Dependencies: Stages 5-7 should be solid first Complexity: High — infrastructure + orchestration Time to build: 5-7 days


🔵 Stage 9: Adult (Production Polish)

What gets built:

  • Security audit (token strength, RBAC, input validation)
  • Backup & restore (automatic MongoDB backups)
  • Upgrade path (framework version migration)
  • Extensive docs for developers building plugins
  • Plugin marketplace (community-shared plugins)
  • CLI tool (orbita create-tenant, orbita list-agents, etc.)
  • Zero-downtime deployment
  • Compliance (data retention, audit log exports)

What you get:

  • Enterprise-ready product
  • Sellable at scale
  • Long-term sustainable

Dependencies: Stages 5-8 complete Complexity: High Time to build: Ongoing


Minor Improvements (Can Slot In Anytime)

🟢 Clean up legacy docs

Old stage docs reference add_contact, OrgManager, etc. that no longer exist.
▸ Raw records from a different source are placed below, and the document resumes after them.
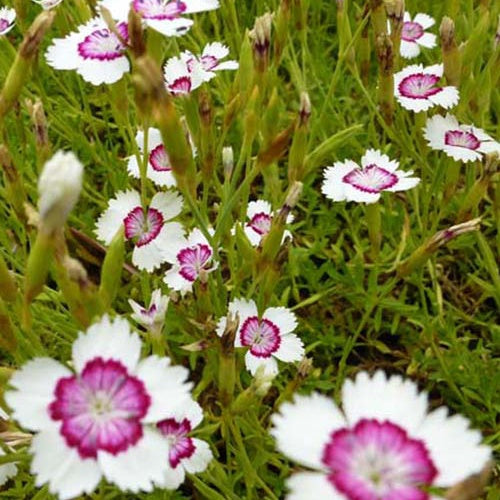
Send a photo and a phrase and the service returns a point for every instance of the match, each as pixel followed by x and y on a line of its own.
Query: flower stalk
pixel 385 56
pixel 451 55
pixel 374 222
pixel 150 89
pixel 298 149
pixel 8 287
pixel 20 70
pixel 425 251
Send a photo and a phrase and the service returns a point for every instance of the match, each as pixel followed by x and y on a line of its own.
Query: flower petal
pixel 258 207
pixel 166 384
pixel 282 317
pixel 6 470
pixel 200 459
pixel 291 349
pixel 35 383
pixel 111 220
pixel 54 462
pixel 409 50
pixel 383 398
pixel 253 363
pixel 302 428
pixel 140 466
pixel 309 485
pixel 169 203
pixel 333 187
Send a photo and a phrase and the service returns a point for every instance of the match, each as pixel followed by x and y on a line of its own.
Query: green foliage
pixel 437 325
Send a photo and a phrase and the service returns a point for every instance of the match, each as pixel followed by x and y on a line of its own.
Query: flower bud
pixel 152 317
pixel 59 187
pixel 261 40
pixel 451 55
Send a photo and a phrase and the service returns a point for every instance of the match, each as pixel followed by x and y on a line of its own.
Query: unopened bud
pixel 59 187
pixel 305 367
pixel 136 33
pixel 451 55
pixel 261 40
pixel 395 13
pixel 263 381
Update them to match current architecture.

🟢 Example plugin library

Add plugins/examples/ with templates: email plugin, SMS plugin, webhook-forwarder plugin.

🟢 Agent templates library

Pre-built passive agent templates (Driver, Nurse, Vendor, Student) that customers can use as starting points.

🟢 CLI for agent creation

orbita add-person Naveen --role=Leader --language=en for power users.

🟢 Getting started guide

Step-by-step tutorial for first-time users. "In 10 minutes, your first organism."


Recommendation

If I were building this for market fit, I'd do:

1. Onboarding Conversation (Stage 5)   ← the demo
2. MiniWhatsApp + Plugin (Stage 5a)    ← local test harness, builds confidence
3. Claude CLI Architect (Stage 5c)     ← self-coding agents, BYOA/BYOS
4. Trace Mesh Viz (Stage 6)            ← operator confidence
5. Real WhatsApp Plugin (Stage 5b)     ← natural extension of 5a
6. Immune System (Stage 7)             ← production hardening
7. Multi-tenant (Stage 8)              ← SaaS scaling

Why this order?

  • Stage 5 wins prospects' attention (the demo)
  • Stage 5a is cheap confidence (real transport, no Meta account needed)
  • Stage 6 gives operators trust (see inside the organism)
  • Stage 5b becomes trivial after 5a works (swap the plugin's URL)
  • Stage 7-8 are production concerns — address when production exists

But it's your call. You know your situation.

Orbita — We don't build software. We grow organisms.